Designed around the familiar ARM architecture, this turnkey solution is optimized for high-performance motion control applications.
⚡ High-Speed Processing
Designed for real-time responsiveness, the system completes the control loop in just 3 μs and finishes the complex angle compensation algorithm in 8 μs.
📏 Compact & Efficient
Fits perfectly into space-constrained designs with a compact 35mm footprint. It is also remarkably energy-efficient, boasting an average static power consumption of only 13 μA.
🌐 Broad Protocol Support
Seamlessly integrates with industrial standards, offering full support for efficient Tamagawa, BiSS-C, and SSI communication protocols.

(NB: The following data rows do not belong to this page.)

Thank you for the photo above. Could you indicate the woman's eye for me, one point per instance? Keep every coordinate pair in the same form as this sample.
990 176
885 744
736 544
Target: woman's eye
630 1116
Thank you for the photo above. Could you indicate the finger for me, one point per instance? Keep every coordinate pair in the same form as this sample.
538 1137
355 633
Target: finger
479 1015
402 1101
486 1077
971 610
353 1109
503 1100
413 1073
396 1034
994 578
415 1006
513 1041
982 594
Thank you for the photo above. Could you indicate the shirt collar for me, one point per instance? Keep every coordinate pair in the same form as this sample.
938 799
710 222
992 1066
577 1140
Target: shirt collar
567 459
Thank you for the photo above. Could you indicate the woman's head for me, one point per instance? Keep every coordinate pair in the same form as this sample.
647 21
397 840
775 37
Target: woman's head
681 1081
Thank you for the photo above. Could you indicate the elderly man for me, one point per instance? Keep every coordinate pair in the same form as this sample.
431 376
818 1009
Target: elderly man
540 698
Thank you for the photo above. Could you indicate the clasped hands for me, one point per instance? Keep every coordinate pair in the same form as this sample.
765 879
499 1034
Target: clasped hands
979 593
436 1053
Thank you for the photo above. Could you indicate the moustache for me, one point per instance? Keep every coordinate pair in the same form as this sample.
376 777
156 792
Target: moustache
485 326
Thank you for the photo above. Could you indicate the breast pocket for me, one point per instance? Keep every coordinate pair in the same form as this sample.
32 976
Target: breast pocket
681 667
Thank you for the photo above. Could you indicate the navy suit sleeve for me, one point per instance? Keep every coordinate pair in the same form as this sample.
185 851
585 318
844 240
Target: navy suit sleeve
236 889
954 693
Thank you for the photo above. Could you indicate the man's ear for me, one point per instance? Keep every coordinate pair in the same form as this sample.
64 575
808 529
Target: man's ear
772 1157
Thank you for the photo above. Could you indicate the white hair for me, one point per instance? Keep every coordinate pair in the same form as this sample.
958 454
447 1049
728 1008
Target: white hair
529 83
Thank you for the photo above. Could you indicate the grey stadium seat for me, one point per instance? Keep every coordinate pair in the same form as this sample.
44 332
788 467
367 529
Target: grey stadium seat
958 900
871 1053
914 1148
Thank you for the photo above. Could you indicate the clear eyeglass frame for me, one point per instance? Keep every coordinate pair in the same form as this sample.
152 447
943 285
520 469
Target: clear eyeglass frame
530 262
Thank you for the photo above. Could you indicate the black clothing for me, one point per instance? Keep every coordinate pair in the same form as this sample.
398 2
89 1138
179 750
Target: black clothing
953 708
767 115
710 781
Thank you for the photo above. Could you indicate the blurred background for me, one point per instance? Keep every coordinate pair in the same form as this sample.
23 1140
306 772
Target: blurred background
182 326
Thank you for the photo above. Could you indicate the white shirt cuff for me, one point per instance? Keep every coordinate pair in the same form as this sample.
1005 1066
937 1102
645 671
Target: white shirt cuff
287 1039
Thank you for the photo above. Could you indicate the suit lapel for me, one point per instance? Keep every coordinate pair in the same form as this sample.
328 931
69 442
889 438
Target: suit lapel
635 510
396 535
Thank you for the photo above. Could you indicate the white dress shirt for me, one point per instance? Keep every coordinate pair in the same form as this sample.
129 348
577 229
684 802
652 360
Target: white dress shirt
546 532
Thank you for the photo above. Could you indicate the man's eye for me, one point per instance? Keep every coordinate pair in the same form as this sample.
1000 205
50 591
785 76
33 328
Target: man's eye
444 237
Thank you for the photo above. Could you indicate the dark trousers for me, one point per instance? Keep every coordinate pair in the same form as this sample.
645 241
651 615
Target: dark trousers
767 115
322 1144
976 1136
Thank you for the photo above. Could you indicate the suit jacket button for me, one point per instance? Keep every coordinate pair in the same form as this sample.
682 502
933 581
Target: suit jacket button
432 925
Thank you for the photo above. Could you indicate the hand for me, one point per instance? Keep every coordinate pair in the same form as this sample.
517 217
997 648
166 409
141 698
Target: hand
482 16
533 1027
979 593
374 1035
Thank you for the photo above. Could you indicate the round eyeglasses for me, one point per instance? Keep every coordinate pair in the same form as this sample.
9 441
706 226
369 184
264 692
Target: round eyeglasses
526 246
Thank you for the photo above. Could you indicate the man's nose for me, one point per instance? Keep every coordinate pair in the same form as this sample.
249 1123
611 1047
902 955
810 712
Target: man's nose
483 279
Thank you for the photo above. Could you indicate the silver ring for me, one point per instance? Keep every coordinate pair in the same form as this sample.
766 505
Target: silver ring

🛡️ Robust Reliability & Safety
- Resolution: 17-bit single-turn resolution.
- Multi-turn: Supports up to 32-bit turn counting.
- Diagnostics: Built-in alarms for Battery Undervoltage, Over-temperature, and Over-speed conditions.
This solution is tailored for designers in Robotic Joints, Servo Control, and Elevator Systems who want to leverage the power and flexibility of the ARM MCU ecosystem to accelerate their product launch.